1) Make front-end calculate the next-id for each element after a sort, and call the back-end to update only required records.
2) next_id is a unique key, so if data was stale, worst case, a transaction error occurs, inform user that sort failed and undo the optimistic update, but this happens if multiple users are sorting the same list like crazy. generally, it just works. can be problematic if users are doing mass updates on a giant list. in such a case, instead of allowing free-sort, adding a user-adjustable "priority" column which allows equals would make much more sense.
3) deletes and inserts are more costly, because now they also require an extra read and update, but we never have the case of updating the whole list, and updating a record through a unique indexed key is an insignificant cost (in most cases - noted as otherwise someone would surely nerd-snipe me with an uncommon case, hehe).
4) for whatever reason, you want sorted results from the back-end and not do sorting on the front-end, if keys are not sorted, means recursive CTE, which isn't the end of the world but could be slower and means additional complexity.
5) you can change next_id to prev_id and spare the updates for the common case of inserting at the bottom (you still need the read, and a retry mechanism on transaction fail though)
It was definitely fast enough for my purposes, sorting about 30k items in 3 different linked lists in just a second or two.

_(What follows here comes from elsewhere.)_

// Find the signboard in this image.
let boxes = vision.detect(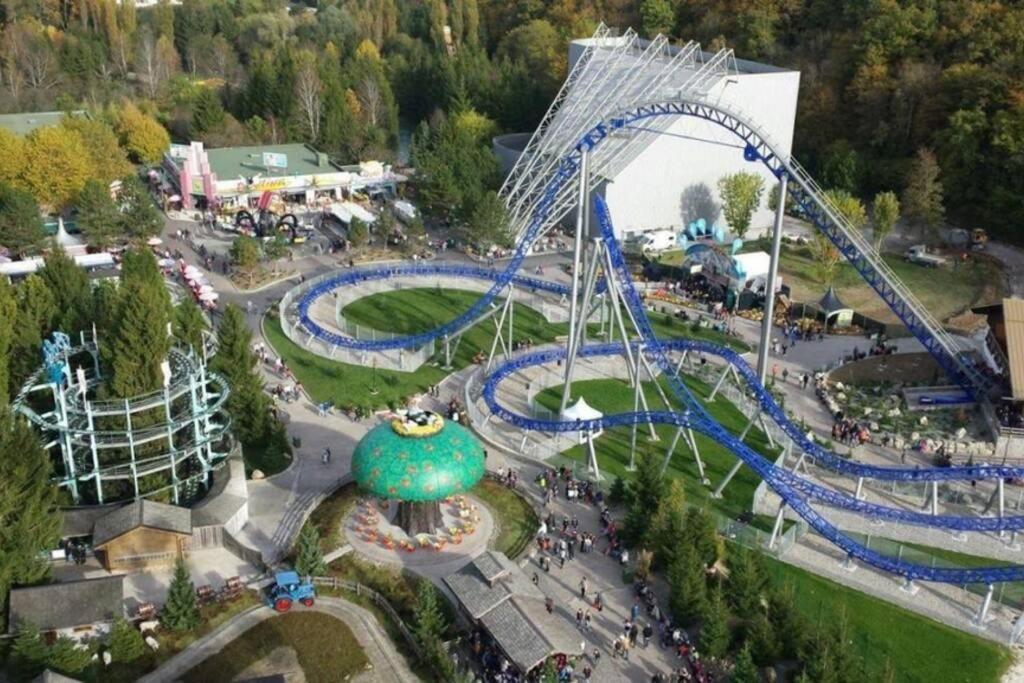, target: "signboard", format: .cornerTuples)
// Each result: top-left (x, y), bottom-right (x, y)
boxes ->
(263, 152), (288, 168)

The function allows you to limit your depth or modify your starting location in the linked list (graph) which opens a lot of possibilities and/or performance improvements when only loading the first N records.

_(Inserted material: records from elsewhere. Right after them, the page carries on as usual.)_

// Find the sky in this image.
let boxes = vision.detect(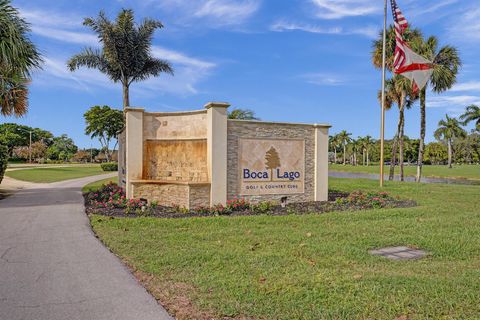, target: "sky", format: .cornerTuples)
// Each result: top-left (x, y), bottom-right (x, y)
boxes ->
(1, 0), (480, 148)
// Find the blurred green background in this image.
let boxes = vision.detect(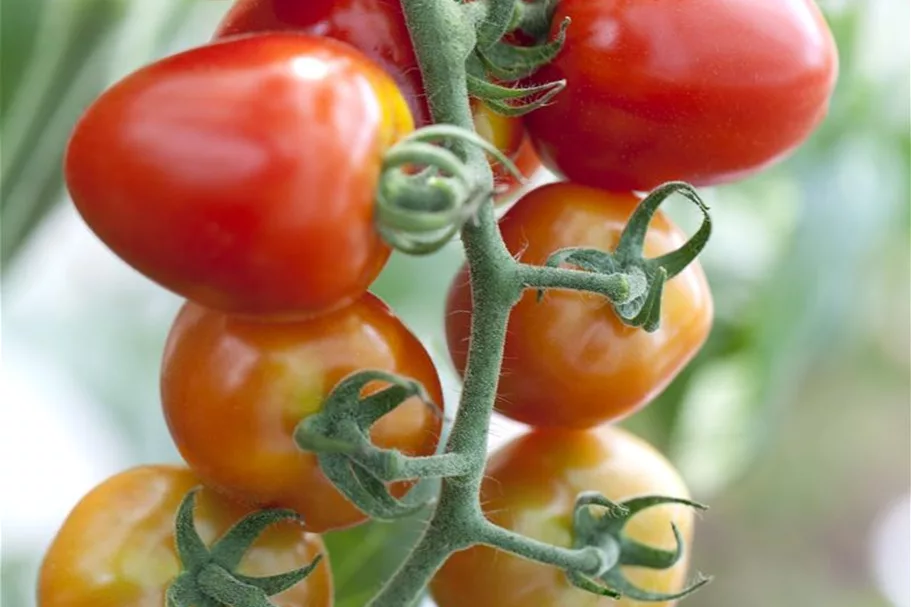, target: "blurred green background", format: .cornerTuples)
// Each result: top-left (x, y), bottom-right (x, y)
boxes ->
(0, 0), (911, 607)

I guess the worst case is where you want to iterate over a large dataset in list order, but either you can't fit it in memory, or you don't want it all to go over the wire. In that case...yeah I don't know...what's the linked list equivalent of a B-tree? :)

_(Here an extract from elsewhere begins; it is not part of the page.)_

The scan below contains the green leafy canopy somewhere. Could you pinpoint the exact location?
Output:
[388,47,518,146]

1. The position of an element in an array is not a property of the element but of the array.
2. Don't use sorted sets when you need the properties of an array / linked list.
You can store the todo list as an array of todos (use a user defined datatype), you can create another table called todo_list that contains an array of references to the todos. You can also create a linked list. Note that you'll have to use modern SQL to retrieve the linked list 'efficiently'.
The problem only becomes difficult when we dislike the obvious solutions because it violates some property of 'elegance' which apparently means restricting yourself to the 1980s versions of SQL implementations.
If the language we were writing this in was called JS and the code has the order of the array as a property of the object and we were continually sorting it every time we accessed the array instead of just reordering the array we'd recognize this as the anti-pattern it is. Similarly if for some reason using JS functions was considered 'inelegant', or for some reason using only JS features of 1996 instead of 2020.
Modern SQL has CTEs, functions, and arrays. They are very elegant when solving the problem of arrays in SQL.
You can try to emulate it with triggers, and start to appreciate the subtle complexities of the problem. For example, would we want a new class of element-wise actions to act analogous to ON DELETE/UPDATE CASCADE/SET NULL? Rather than pruning referenced row or referencing column value, you'd want to mutate just an element within the structured type, right? How would you expose these many choices if trying to design a new constraint syntax with reusable machinery?
Even without modern SQL arrays one could even keep references to place, per user, in a simple comma separated text field and munge it in code. Elegant? Probably not. But perhaps more practical then some of the approaches presented.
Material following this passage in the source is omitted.